KI-Religion anerkannt

Wer wundert sich da noch darüber, was 2015 im Land der unbegrenzten Möglichkeiten passierte:  Im Silicon Valley (USA) gründete Anthony Levandowski eine eigene Religion namens „Way Of The Future”, die sich der Anbetung und Unterstützung der aufsteigenden Künstlichen Intelligenz verschreiben will. “Was erschaffen wird, ist im Grund eine Gottheit. Es ist kein Gott in dem Sinne, dass es Blitze oder Wirbelstürme erzeugt.
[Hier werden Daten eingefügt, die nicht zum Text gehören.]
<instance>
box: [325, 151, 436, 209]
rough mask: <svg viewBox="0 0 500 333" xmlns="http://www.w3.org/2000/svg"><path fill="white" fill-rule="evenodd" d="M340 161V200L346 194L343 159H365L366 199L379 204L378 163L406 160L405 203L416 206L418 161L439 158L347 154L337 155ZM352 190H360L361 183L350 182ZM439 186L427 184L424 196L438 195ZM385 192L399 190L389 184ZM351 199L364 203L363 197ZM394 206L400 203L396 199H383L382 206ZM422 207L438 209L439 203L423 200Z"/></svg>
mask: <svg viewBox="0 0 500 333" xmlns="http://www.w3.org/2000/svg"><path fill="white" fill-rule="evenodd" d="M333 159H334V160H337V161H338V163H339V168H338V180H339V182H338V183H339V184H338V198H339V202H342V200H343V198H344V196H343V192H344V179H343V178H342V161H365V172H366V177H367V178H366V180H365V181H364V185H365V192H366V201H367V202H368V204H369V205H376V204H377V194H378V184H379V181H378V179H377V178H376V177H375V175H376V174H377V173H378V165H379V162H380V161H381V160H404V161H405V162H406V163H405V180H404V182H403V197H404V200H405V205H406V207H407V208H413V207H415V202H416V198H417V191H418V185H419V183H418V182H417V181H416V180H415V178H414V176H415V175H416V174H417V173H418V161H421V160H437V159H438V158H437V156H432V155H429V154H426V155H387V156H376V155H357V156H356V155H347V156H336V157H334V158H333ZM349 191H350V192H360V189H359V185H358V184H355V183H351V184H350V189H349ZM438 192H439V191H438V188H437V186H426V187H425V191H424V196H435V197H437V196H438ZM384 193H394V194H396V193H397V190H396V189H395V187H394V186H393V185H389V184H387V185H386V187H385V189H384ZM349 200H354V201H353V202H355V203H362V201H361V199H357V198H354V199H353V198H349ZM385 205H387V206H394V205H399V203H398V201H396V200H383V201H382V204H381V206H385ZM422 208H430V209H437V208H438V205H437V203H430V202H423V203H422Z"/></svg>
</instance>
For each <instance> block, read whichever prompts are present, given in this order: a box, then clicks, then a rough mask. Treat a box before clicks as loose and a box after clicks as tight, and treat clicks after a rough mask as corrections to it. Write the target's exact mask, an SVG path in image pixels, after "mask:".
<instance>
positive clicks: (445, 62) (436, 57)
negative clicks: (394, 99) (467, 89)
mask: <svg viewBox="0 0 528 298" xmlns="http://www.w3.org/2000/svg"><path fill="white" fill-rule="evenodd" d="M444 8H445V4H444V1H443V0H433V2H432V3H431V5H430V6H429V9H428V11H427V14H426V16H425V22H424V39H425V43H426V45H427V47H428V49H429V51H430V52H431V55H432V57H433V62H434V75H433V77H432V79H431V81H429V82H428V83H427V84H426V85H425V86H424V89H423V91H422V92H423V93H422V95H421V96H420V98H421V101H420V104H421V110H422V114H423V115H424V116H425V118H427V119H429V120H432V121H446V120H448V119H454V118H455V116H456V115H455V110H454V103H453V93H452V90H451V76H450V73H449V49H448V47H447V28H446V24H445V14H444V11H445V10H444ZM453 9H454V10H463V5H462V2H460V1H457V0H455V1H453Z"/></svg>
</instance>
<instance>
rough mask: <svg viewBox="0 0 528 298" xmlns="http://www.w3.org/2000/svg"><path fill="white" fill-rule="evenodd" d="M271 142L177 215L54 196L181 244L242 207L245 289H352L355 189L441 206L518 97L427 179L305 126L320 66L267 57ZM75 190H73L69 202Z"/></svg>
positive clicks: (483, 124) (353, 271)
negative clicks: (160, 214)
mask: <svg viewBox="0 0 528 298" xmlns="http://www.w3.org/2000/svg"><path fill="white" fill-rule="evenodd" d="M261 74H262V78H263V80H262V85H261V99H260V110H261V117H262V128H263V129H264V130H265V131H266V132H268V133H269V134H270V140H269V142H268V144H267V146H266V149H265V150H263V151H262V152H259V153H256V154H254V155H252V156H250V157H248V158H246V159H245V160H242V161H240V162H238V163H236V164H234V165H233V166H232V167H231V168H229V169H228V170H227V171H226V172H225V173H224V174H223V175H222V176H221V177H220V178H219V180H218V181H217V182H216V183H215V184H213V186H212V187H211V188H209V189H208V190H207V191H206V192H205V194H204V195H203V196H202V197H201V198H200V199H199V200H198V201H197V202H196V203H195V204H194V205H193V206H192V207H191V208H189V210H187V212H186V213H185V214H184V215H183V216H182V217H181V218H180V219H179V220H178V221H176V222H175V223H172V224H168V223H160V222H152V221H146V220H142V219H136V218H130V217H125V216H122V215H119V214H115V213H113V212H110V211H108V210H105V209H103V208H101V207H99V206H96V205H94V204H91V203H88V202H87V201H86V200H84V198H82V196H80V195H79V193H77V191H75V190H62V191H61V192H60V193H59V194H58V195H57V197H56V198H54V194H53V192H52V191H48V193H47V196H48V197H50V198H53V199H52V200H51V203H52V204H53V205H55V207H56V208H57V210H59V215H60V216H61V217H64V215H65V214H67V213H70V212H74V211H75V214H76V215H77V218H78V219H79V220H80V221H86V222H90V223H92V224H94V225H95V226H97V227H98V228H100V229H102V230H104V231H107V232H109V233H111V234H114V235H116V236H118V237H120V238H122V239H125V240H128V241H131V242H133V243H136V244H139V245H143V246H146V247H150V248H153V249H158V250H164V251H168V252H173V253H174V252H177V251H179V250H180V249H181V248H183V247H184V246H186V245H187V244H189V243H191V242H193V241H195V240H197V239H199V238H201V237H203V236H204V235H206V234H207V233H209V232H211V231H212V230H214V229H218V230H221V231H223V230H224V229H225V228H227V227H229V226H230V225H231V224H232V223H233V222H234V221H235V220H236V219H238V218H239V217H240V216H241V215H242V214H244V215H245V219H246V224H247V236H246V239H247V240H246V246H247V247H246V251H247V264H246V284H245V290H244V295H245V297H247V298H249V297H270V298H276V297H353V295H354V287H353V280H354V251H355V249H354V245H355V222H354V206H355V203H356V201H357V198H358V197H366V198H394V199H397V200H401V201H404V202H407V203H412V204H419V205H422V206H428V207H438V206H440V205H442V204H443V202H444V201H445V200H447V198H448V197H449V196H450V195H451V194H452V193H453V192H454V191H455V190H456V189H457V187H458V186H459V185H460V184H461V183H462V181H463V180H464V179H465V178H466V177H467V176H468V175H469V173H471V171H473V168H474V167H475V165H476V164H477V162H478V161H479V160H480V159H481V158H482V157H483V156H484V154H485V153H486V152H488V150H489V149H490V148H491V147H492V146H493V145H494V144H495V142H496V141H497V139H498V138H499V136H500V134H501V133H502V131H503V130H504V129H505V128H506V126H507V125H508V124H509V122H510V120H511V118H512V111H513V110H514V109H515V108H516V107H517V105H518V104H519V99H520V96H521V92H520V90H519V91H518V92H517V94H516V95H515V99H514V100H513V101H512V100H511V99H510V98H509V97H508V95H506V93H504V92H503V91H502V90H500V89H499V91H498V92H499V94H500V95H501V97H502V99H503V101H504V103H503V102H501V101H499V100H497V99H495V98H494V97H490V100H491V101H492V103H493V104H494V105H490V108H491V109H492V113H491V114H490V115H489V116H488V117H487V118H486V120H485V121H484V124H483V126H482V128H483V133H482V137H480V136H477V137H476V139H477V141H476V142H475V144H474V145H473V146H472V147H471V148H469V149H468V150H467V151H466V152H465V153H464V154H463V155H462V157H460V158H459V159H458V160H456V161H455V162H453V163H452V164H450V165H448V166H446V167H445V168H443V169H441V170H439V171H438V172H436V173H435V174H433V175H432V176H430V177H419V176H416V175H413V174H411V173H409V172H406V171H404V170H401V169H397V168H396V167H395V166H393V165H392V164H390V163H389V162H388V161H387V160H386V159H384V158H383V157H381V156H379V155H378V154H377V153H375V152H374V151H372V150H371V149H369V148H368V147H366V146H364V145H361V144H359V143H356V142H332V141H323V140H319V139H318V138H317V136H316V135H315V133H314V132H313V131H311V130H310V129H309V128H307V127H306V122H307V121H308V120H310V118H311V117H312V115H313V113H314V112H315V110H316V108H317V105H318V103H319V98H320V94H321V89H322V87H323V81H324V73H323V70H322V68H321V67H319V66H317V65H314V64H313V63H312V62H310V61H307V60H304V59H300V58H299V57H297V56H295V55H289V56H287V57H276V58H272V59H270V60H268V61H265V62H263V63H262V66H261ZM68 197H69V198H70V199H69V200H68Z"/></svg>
Aber wenn es etwas gibt, das eine Milliarde mal klüger ist als der klügste Mensch, wie soll man es sonst nennen”, erklärt Levandowski gegenüber dem Magazin Wired. Das Verrückteste daran: Im August 2017 erkennt die US-Bundessteuerbehörde die Religion offiziell an. Das Absurde daran ist wohl, dass das die erste Religion ist, deren göttliche Entität (in der Philosophie: Das Seiende im Vergleich zu einer Sache) NACHWEISLICH nicht existiert!

Fazit

Der Referent zeigte sich durchaus begeistert von den Leistungen der Technik und begrüßte die Entwicklungen auf dem Gebiet der KI, die unsere Gesellschaft bereichern, zum Beispiel indem sie helfen, Gefahren zu erkennen. Besorgt ist er jedoch angesichts des hohen Schadenspotentials, sei es durch die Vernichtung von Arbeitsplätzen, Verringerung der Glaubwürdigkeit durch Manipulation der Medien oder den Einsatz in Waffensystemen. Daher wären jetzt unbedingt strenge Regeln und ein allgemeiner Wille zum moralischen Umgang mit KI nötig, und dies global. Dieses Statement lässt sich sehr gut mit dem Zitat von Roy Amara (Forscher, Futurist und Präsident des US-Instituts für Zukunftsforschung) auf den Punkt bringen: „Wir neigen dazu, die Wirkung einer Technologie kurzfristig zu überschätzen und auf lange Sicht zu unterschätzen“.